Use the New Custom Module box for the remaining steps.

  1. In the New Custom Module box, click Choose File to select your Java code file. For example, java_websocket.jar.
  2. Assign a repository name. This will appear in the Central > Custom Modules list.
  3. Optionally, select a repository folder.

  1. Click OK to complete creation of the Custom Module.
  2. Repeat this step for any additional JAR files necessary to create your own scenario. In this example, we also uploaded WebSocketsExample.jar.

The Custom Modules list will show both of the new custom modules.

Note: The second JAR file uploaded in the above screenshot as a custom module (java_websocket.jar) is from the open source project.


Calling a Custom Module from a CloudTest Script

    1. Next, create a CloudTest script (from Central > Scripts) in your test that will call the new Custom Module.

In this example script, we will need the following lines of code:

    1. An import statement. In this case, we are using the websocketexample.
    2. A variable for the ID that we are generating.
    3. The execute method (mentioned above) to call the WebSocket server from the CloudTest script.
    4. A Result object call, this time from a CloudTest script (e.g. one written in JavaScript). In this case, the message will be "Example completed."

  1. Save the script before proceeding. Leave the script open in the Script Editor.

Associate the Custom Module with the Script

Next, we will create a binding of this script and the Custom Module we created above.

  1. With the script open in the Script Editor, click the Custom Modules button in the Script Editor.

When you do so, the Custom Modules panel opens on the right.
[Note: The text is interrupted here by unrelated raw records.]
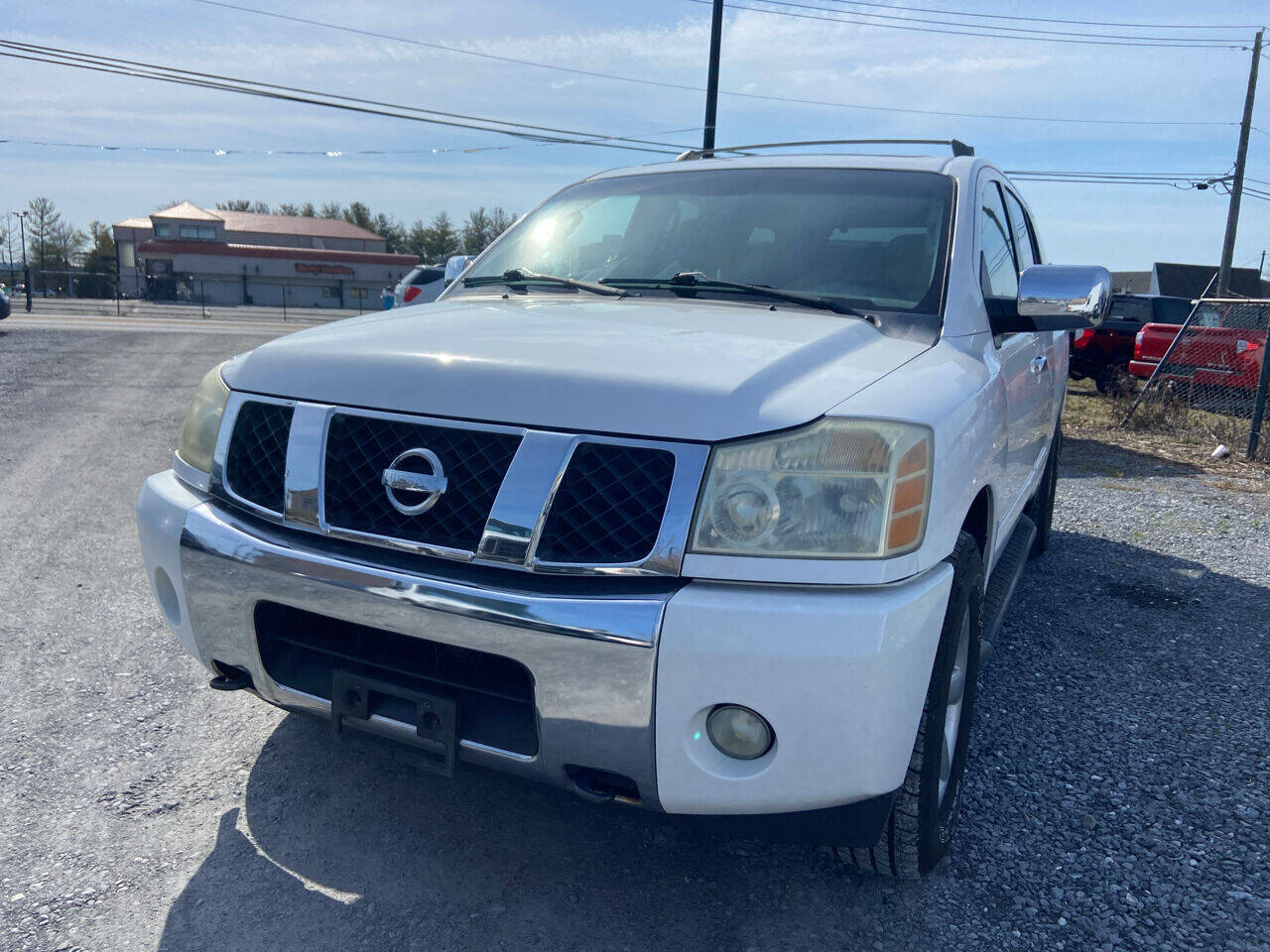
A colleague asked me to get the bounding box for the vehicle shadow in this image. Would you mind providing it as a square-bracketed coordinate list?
[159, 715, 845, 952]
[159, 532, 1266, 952]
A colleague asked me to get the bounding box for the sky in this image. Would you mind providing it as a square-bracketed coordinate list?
[0, 0, 1270, 271]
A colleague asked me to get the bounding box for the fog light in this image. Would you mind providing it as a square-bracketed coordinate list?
[706, 704, 775, 761]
  1. Click Add Custom Modules.
  2. Use the Choose custom module box to navigate to the custom module created above. For example, /Documentation/WebSocketsExample.
  3. .

  1. Click OK and repeat, if necessary. In this example, there is a second custom module to associate with this script.

  1. Save the CloudTest script and give it a name before proceeding. For example, WebSocketsSample Script.

Use the Script in a Test Clip and Playing the Composition

The remaining steps are basic CloudTest test assembly steps.

  1. Create a test clip. For example, WebSocketsSample Clip. Refer to Creating a New Clip for steps.
  2. Create a group in the test clip, Group1.
  3. In Group1, add a second group, Group2.
  4. With the Clip Editor, lower panel Scripts tab shown, drag the script created above into Group2.

  1. Save the test clip and give it a name before proceeding. For example, WebSocketsSample Clip.
  2. From the Clip Editor toolbar, select Open in Test Composition.

  1. Click Save on the Composition Editor toolbar and give the new test composition a name. For example, WebSocketsSample Composition.
  2. Click the Play button on the Composition Editor toolbar. The composition begins to play and the Results tab appears showing the Result Details dashboard.

Examining Results

  1. Expand the Navigation Tree in the Result Details dashboard.
  2. Click the Foreground Transaction, and then click the Events List tab. This is a simulated transaction and it was defined in the WebSocketsExample.jar (shown in bold below):

// We'll put all of our "foreground work" into a Transaction in the Result.
SimulatedTransactionInfo simulatedTransactionInfo = result.createSimulatedTransactionInfo();
simulatedTransactionInfo.parentPathType = "Clip";
simulatedTransactionInfo.parentPath = "."; = "Foreground Transaction";
simulatedTransactionInfo.repeatIndex = -1;
simulatedTransactionInfo.deltaFromScheduledStart = 0;

  1. Examine the Events List results for each of the 3 messages in the test clip. Note how they relate to the simulated messages that were created in the WebSocketsExample.jar.

  1. Stop the test composition when ready.